Neighbours described Chen and Yu as a pleasant couple that gave them cookies when they moved into their Valley Way neighbourhood, a short distance from Google, in April 2023. Early on January 16, a friend went to check on them, concerned that neither was answering their phone, and saw Chen “motionless on his knees” and called the police, according to police reports.

Chen faces life imprisonment without parole if convicted. Prosecutors also alleged that Chen targeted a vulnerable victim and used “great violence” with a “high degree of cruelty, viciousness or callousness”. His next hearing is scheduled for mid-April.

Chen appeared at a hearing last month wearing a white helmet suggesting, said Peng, that he may be suicidal. He has not entered a plea and his lawyer declined to say whether he underwent a psychiatric exam.

image

03:29

Surge in anti-Asian attacks in the US sparks discussions on mental health impacts

Surge in anti-Asian attacks in the US sparks discussions on mental health impacts

Peng became aware of the enormous need for Chinese-language counselling after her husband committed suicide and her daughter became depressed, prompting her to start the association in 2012.

Initially most of their “warm line” callers were Cantonese speakers. As the group gained more recognition and won public service awards after 2016, more Mandarin-speaking clients called in line with migration patterns, along with second-generation Chinese who prefer English.

The association’s biggest problem remains a lack of resources and volunteers. Language skills without sensitivity or counselling expertise are problematic. “They may say ‘You want to commit suicide?’ at which point the client hangs up,” said Peng.

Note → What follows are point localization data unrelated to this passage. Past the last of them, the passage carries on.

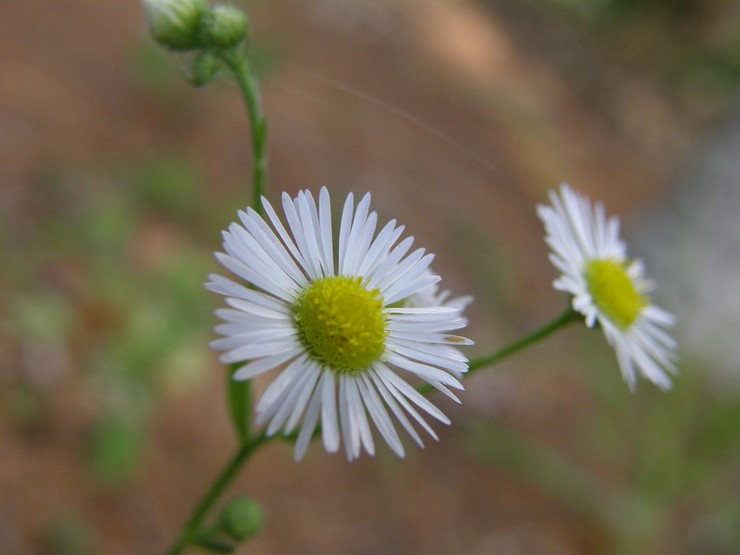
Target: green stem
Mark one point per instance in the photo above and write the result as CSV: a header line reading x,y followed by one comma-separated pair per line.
x,y
189,533
247,81
566,317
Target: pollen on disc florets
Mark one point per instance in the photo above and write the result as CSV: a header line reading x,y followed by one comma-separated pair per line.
x,y
613,291
341,323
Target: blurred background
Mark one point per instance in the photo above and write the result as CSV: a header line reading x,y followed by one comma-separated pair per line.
x,y
116,178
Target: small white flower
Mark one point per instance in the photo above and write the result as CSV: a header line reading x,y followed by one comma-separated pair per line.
x,y
608,287
336,319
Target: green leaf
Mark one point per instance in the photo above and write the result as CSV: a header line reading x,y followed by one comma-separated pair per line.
x,y
240,403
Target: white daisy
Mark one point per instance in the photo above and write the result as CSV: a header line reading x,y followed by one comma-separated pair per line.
x,y
608,287
335,319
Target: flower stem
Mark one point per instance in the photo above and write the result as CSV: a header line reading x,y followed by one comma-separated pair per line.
x,y
566,317
189,533
246,79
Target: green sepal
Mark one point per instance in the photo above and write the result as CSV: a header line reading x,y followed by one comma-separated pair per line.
x,y
240,403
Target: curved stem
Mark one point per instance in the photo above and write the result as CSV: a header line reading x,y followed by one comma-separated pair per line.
x,y
247,81
190,531
566,317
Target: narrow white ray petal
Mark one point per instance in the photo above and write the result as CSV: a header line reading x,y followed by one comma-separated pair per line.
x,y
292,404
379,415
390,378
276,287
357,251
344,230
308,427
290,210
325,231
236,341
378,273
309,219
453,365
348,437
393,405
277,386
257,367
359,419
329,425
283,233
226,287
315,372
380,247
248,352
271,243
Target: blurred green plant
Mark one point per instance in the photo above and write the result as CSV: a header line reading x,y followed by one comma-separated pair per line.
x,y
109,292
656,473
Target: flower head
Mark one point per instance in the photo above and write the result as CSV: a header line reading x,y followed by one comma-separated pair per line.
x,y
336,320
607,287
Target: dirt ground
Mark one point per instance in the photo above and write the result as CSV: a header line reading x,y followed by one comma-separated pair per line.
x,y
458,117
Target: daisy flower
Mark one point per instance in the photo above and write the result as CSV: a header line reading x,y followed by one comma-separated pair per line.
x,y
334,320
607,287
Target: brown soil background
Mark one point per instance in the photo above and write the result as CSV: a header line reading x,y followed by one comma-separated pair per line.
x,y
461,120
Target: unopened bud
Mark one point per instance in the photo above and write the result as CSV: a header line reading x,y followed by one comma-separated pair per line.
x,y
224,26
176,24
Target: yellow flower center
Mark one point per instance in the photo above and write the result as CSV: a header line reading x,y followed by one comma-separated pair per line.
x,y
341,324
614,292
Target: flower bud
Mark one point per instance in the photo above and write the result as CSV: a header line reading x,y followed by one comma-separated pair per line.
x,y
241,518
224,26
176,24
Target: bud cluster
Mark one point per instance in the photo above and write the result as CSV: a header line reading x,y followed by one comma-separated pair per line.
x,y
188,25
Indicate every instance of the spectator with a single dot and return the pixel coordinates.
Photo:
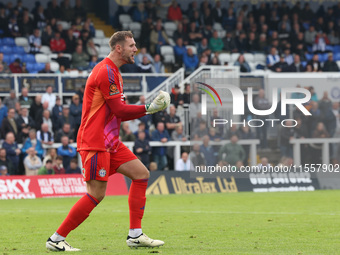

Domestic abuse, stressed tech workers, cultural alienation and denial are all in the mix, along with many first-generation “tiger” parents wondering why their stressed offspring talk to imaginary friends or refuse to eat.

“Often when our counsellors suggest to parents that their adult children are struggling with mental health issues, the parent would says ‘No, no, I just want a quick solution’,” said Peng. “There’s a real lack of understanding, and worrying too much about how people see them.”

Asian parents’ idea of success just adds to mental health stresses

Yang, the Intel alumnus, initially approached the non-profit National Alliance on Mental Illness after her daughters struggled with stress in college, only to discover the meetings she attended included no Asians.

“Wow, what happened?” she recalls thinking. “Am I the only unlucky one, others don’t get sick?” Eventually she met Peng and later took advantage of an Intel programme offering financial incentives to retirees who assist non-profit groups.

After the pandemic, Yang brought her management expertise to the warm line, helping recruit more counsellors, building a training and monitoring structure and phone network for remote counsellors. The group has been slow to publicise the service, wary of being overwhelmed, but has received calls from across the US and even China.

“Elaine is very good, but she’s just one person,” said Yang.

Since the Yu killing, they have received more calls, and a silver lining may be growing awareness about domestic violence, stress and counselling. “Such a tragic event can hopefully open people’s eyes,” she said.